More   of Johnny Grant's Accomplishments

 

  • 1949 - provided the color commentary to Tom Harmon's play-by-play of Pacific Coast Football
  • 1950 - Four-hour daytime host on KECA-TV (later to become KABC Television).
  • 1951 to 1959 - created and hosted Los Angeles radio station KMPC's "Freeway Club" and was the first disc jockey in the nation to intersperse regular traffic reports between his records and famous-name guests.
  • 1952 co-hosted with Bing Crosby, Bob Hope and Frank Sinatra, the first national telethon ever produced, a fund-raiser to help send America's Olympic athletes to Helsinki.
  • 1953 to 1954 - appeared on the NBC Television Network as co-host of "7 to 8," one of the fledgling industry's first infotainment shows immediately preceding "The Today Show" with Dave Garroway on the West Coast.
  • 1960 - the subject of Ralph Edwards prime-time NBC hit show "This is Your Life."

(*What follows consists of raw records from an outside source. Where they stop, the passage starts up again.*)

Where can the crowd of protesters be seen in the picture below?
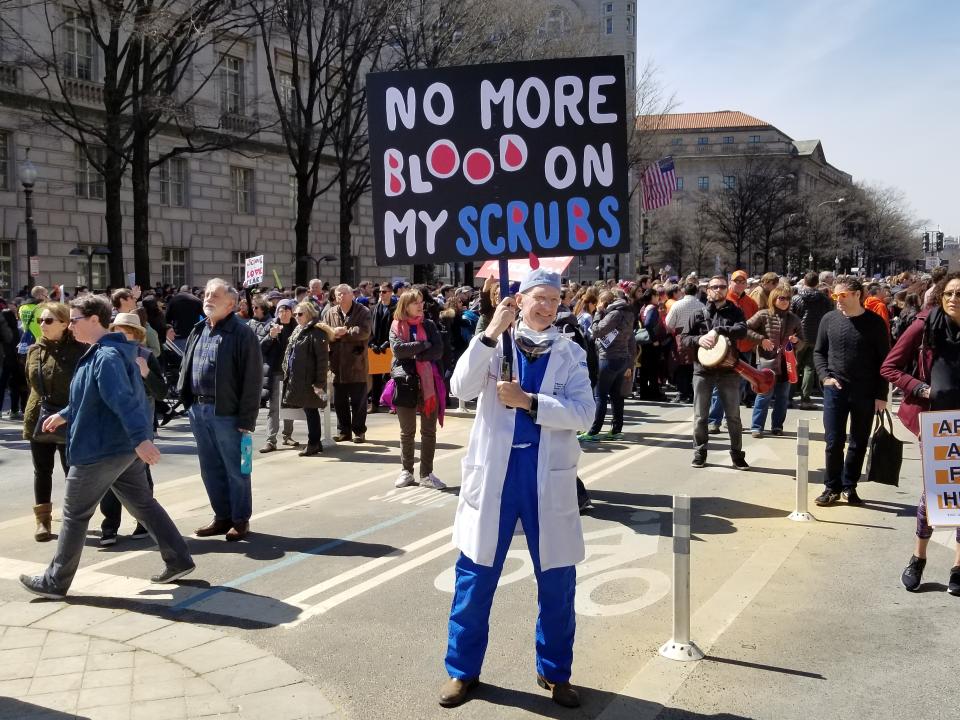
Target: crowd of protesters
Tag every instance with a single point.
(221, 357)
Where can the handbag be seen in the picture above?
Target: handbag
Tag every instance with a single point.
(47, 409)
(886, 453)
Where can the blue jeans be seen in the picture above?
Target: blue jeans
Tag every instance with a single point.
(780, 394)
(86, 485)
(475, 585)
(838, 405)
(609, 386)
(218, 448)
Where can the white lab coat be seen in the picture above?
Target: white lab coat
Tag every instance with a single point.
(565, 407)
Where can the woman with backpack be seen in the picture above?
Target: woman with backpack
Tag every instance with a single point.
(417, 346)
(925, 365)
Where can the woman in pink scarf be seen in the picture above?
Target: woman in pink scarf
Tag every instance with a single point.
(417, 383)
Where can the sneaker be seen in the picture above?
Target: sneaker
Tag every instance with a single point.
(911, 575)
(953, 586)
(170, 575)
(827, 497)
(405, 479)
(34, 584)
(851, 497)
(432, 481)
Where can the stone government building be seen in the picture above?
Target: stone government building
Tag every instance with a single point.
(208, 212)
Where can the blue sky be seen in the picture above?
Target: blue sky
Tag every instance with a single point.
(877, 81)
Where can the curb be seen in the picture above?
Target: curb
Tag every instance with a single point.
(112, 663)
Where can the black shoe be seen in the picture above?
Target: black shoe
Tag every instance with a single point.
(170, 575)
(953, 586)
(851, 497)
(911, 575)
(34, 584)
(827, 497)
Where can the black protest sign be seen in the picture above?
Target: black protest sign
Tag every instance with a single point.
(498, 161)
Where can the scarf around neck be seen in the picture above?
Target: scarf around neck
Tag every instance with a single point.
(424, 367)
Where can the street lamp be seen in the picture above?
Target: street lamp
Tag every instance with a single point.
(317, 260)
(88, 253)
(28, 176)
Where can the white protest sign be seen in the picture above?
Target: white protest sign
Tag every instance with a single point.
(253, 271)
(940, 442)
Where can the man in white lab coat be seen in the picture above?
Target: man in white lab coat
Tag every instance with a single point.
(521, 463)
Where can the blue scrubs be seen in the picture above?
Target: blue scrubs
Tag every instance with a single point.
(476, 584)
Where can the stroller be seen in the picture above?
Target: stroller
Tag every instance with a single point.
(169, 408)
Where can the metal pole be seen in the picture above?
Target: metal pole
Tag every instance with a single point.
(803, 453)
(680, 647)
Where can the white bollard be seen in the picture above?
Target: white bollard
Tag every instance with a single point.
(801, 514)
(327, 441)
(680, 647)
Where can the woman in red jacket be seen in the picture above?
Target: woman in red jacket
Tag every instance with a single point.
(925, 365)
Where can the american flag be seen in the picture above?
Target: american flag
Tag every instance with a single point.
(658, 182)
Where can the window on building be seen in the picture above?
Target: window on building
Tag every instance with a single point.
(173, 182)
(6, 265)
(231, 85)
(89, 181)
(97, 278)
(77, 46)
(241, 184)
(173, 267)
(4, 160)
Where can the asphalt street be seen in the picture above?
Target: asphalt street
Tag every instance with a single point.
(349, 580)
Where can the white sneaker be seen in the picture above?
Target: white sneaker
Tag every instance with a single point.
(432, 481)
(405, 479)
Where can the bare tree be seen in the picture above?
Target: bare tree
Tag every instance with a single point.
(111, 73)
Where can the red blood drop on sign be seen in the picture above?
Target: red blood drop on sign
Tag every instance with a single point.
(478, 167)
(442, 160)
(513, 156)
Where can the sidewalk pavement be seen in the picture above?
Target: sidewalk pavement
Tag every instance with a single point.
(63, 660)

  • 1965 - was accredited as KMPC's White House Correspondent.
  • 1969 to 1971 - hosted KTLA's "Johnny Grant at Universal Studios," featuring celebrities from all walks of life and capturing some of their more candid conversations.
  • 1976 - producer and host of "Operation Understanding" in Washington, D.C.
  • 1978 - signed on as parade producer.
  • 1980 - received his star on the Hollywood Walk of Fame in 1980 for his contributions to television and for his massive involvement in and support of the Hollywood community.
  • 1982 - awarded The Order of California, the State's highest honor.
  • 1987 - awarded the "Wrangler Award" by The Cowboy Hall of Fame in recognition of his outstanding contributions to America's western heritage through television programming.
  • 1987 - presented "Legends of News Award from The Los Angeles Press Club.
  • 1988 - the Los Angeles Area Governor's Award.
  • 1990 - awarded a second Order of California.
  • 1992 - selected by the United Nations as United Nations Day Chairman.
  • 1992 - head of a delegation of entertainment and military representatives traveling to Moscow to meet with Kremlin, Moscow City Government and Church leaders to discuss areas of mutual concern.
  • 1995 - Mayors and former Mayors of Los Angeles - Sam Yorty, Tom Bradley and Richard Riordan dedicate "The Johnny Grant Building" on Hollywood Boulevard.
  • 1997 - the first recipient of the USO's highest honor - The Spirit of Hope Award - presented to him aboard the USS Intrepid.
  • 1999 - recalled to temporary active duty to promote and produce events saluting the California National Guard on its 150th Birthday.
  • Served as producer and host of the United States Marine Corps Reserve's "Toys For Tots" Telethon for ten years.
  • Has emceed more than 5,000 civic and charity events hundreds of these events, raising millions of dollars for the USO, Boy Scouts of America, the Arthritis Foundation, police and fire services, veterans organizations, etc.
  • Has made 14 tours to combat bases throughout Vietnam, 15 trips to Korea and 55 USO and personally-organized visits to bring laughter, encouragement and the spirit of America to GIs overseas.
  • The first - and only - recipient of the Bob Hope Combat Entertainer Award from the International Korean War Veterans Association for his entertainment tours to the front lines.
  • A recipient of the Combat Entertainer's Badge (CEB), presented by the 25th Infantry Division in Vietnam.